Berkshire Hathaway Faz Aposta Surpreendente no The New York Times em 2026!
Berkshire Hathaway surpreende ao investir US$ 351,7 milhões no The New York Times! Warren Buffett aposta em modelo digital do jornal. Ajustes no portfólio da gigante
Berkshire Hathaway Retoma Interesse no The New York Times em Momento de Transformação
Um documento divulgado à Comissão de Valores Mobiliários dos EUA revelou que a Berkshire Hathaway, liderada por Warren Buffett, finalizou 2025 com um investimento de US$ 351,7 milhões em ações do The New York Times, correspondendo a aproximadamente 5,07 milhões de papéis.
Essa movimentação chama a atenção, considerando as declarações anteriores de Buffett sobre o fim do setor de jornais e a venda das operações jornalísticas da Berkshire em 2020. A aposta representa uma parcela modesta em relação ao portfólio total da empresa (cerca de US$ 274 bilhões no final de 2025), mas simboliza uma reentrada estratégica no setor.
Reação a uma Mudança de Paradigma
A Berkshire Hathaway não possuía exposição ao The New York Times no trimestre anterior, conforme reportado pela Reuters. A transação ocorre em um momento de transformação para o jornal, que se concentra em assinaturas digitais e em modelos de receita recorrentes.

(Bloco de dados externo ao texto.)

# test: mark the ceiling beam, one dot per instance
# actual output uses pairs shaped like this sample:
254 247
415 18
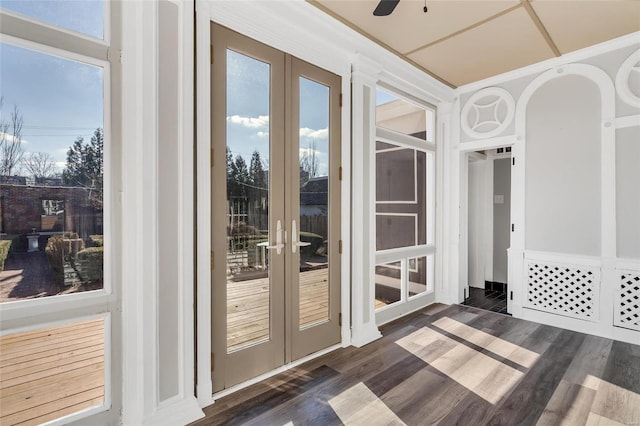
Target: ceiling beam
543 31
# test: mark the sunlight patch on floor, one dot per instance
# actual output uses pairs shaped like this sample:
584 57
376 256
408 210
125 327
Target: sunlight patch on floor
359 406
487 377
613 403
498 346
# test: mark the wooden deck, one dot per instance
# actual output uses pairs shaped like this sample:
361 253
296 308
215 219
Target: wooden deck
51 372
248 306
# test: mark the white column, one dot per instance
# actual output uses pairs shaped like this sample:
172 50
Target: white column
364 77
157 309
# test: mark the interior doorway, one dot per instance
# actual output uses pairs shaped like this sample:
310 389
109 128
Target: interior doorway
275 208
489 228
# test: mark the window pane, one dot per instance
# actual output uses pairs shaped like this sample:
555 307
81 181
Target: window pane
51 174
388 284
51 372
417 275
401 199
83 16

O grupo fechou o ano com 12,78 milhões de assinantes e ambiciona atingir 15 milhões até o fim de 2027, diversificando sua oferta com jogos e outros produtos digitais. Essa estratégia alinha-se com o perfil de investimento tradicional da Berkshire, que valoriza marcas fortes, previsibilidade e a capacidade de resistir a diferentes fases econômicas.
Evolução da Estratégia da Berkshire Hathaway
A reentrada no The New York Times contrasta com a decisão de 2020, quando Buffett encerrou as operações jornalísticas locais sob o guarda-chuva da BH Media. Na época, o bilionário apontava o declínio da circulação e da publicidade impressa como um problema estrutural.
Agora, a Berkshire investe em um modelo que se transformou em assinatura digital escalável. Além do NYT, o 13-F também revela ajustes em outras posições importantes, com cortes em Apple e uma redução significativa em Amazon, conforme divulgado pela Reuters.
Essa movimentação sugere um trimestre marcado por ajustes e reavaliações na carteira de investimentos da Berkshire Hathaway.